Many cultures both cultivate and wild harvest leaves and grains, including Indigenous Australians. According to the Australian National Botanic Gardens, there are 11 native species of amaranth.

The most common varieties found in south-east Australia are Green Amaranth (Amranthus viridis), White amaranth (Amaranthus allbus) and the natives known as Native amaranth (Amaranthus interruptus) and Boggabri weed (Amaranthus mitchellii). All of them are edible.

Amaranth is mostly known for its seeds which, although just one millimetre in diameter, are relatively easy to harvest by rubbing the dry flower heads and allowing the hull-less seeds to fall into a fine colander.
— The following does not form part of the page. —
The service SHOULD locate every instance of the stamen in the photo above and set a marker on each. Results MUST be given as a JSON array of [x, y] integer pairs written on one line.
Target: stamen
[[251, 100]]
The seed can be cooked whole, but is advised to either crush them in order to break the skin which will help to facilitate easier digestion.

The leaves are harvested green and cooked like spinach in pies, soups and stews, and the leafy stems and flower clusters are similarly used.

Lost And Found

Amaranth Was Outlawed For Hundreds Of Years

Although cultivated and eaten in India, China and Australia, the original strain of pre- Colombian civilisation’s Amaranth was nearly lost. When the Spanish conquistadores invaded the Americas, they outlawed the use and cultivation of the plant, calling it ungodly pagan food. They burnt crops and punished anyone found using it, including cutting off the hands of anyone who planted it. And so the grain went underground for 300 years until it was rediscovered in the 1970s, when researchers found it high in the mountains of Mexico and reintroduced the ancient species.